In der zweiten Hälfte des XIX. Jahrhunderts vergrößert sich das Orchester der Oper bis zum symphonischen Ausmaß und es wird vom Sänger verlangt, seine Bravour, bei einer Stentorverwendung der Stimme, auf Kosten der Gesundheit der Stimmbänder, zu zeigen. Die Welt des Melodramma des XIX. Jahrhunderts ist geteilt zwischen den Anhängern und den Verächtern des mit Überanstrengung erzeugten Gesangs.
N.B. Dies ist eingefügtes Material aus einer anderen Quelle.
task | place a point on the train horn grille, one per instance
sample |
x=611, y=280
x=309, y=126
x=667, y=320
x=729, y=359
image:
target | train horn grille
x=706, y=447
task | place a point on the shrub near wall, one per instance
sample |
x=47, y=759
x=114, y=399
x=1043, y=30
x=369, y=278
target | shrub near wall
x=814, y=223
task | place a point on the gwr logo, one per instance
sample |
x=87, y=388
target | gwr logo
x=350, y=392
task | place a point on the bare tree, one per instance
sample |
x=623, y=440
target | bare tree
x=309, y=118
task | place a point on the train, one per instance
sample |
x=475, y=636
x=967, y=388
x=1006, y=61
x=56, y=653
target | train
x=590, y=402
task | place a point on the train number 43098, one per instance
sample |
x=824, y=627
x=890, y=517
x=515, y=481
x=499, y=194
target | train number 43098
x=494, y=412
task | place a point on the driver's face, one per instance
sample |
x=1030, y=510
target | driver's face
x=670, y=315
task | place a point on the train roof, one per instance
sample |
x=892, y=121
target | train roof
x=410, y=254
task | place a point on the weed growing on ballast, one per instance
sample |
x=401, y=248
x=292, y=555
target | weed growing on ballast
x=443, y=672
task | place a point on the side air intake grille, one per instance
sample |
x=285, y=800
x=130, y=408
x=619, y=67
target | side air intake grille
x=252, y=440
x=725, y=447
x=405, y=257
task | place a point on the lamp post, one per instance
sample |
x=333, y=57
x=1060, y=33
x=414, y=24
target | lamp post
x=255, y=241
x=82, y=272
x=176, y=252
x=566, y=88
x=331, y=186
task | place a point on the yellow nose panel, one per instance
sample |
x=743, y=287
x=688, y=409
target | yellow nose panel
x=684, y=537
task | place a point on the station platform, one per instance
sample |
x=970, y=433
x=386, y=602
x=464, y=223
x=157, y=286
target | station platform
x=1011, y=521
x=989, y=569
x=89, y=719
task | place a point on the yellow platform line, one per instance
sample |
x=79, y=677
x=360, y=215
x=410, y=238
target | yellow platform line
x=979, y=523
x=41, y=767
In der Zwischenzeit wird in Italien, und das schon vom Ende des XVI. Jahrhunderts an, das Lied in einfacher polyphonischer Form und von volkstümlicher Eingebung gepflegt, und es breitet sich in verschiedener Art und Weise aus; eine davon ist das Madrigal, das sich auch für die Aufführung eignet; es erhält neue Harmonien in den Werken von Fürst Carlo Gesualdo da Venosa, nach Meinung einiger, der Erfinder des canto affettuoso (Affekt-Gesangs). Das Lied drückt später den Volksschrei aus, der im Zuge der französischen Revolution hereinbricht: der Stimmgebrauch wird gefährdert. Die belle époque gibt glücklicherweise den Sängern mit minder starken aber flexiblen Stimmen die Gelegenheit, sich in der Operette darzustellen, sodaß das Lied auch mit einem richtigen Stimmsitz ausgeführt wird. Als Wiege des bel canto wird Italien berühmt durch das neapolitanische Lied, Ausdruck der Bodenständigkeit der Kultur. Im Allgemeinen wird nun leider wieder das Lied mit Hilfe der Bruststimme interpretiert; gleichzeitig macht das Musical Furore.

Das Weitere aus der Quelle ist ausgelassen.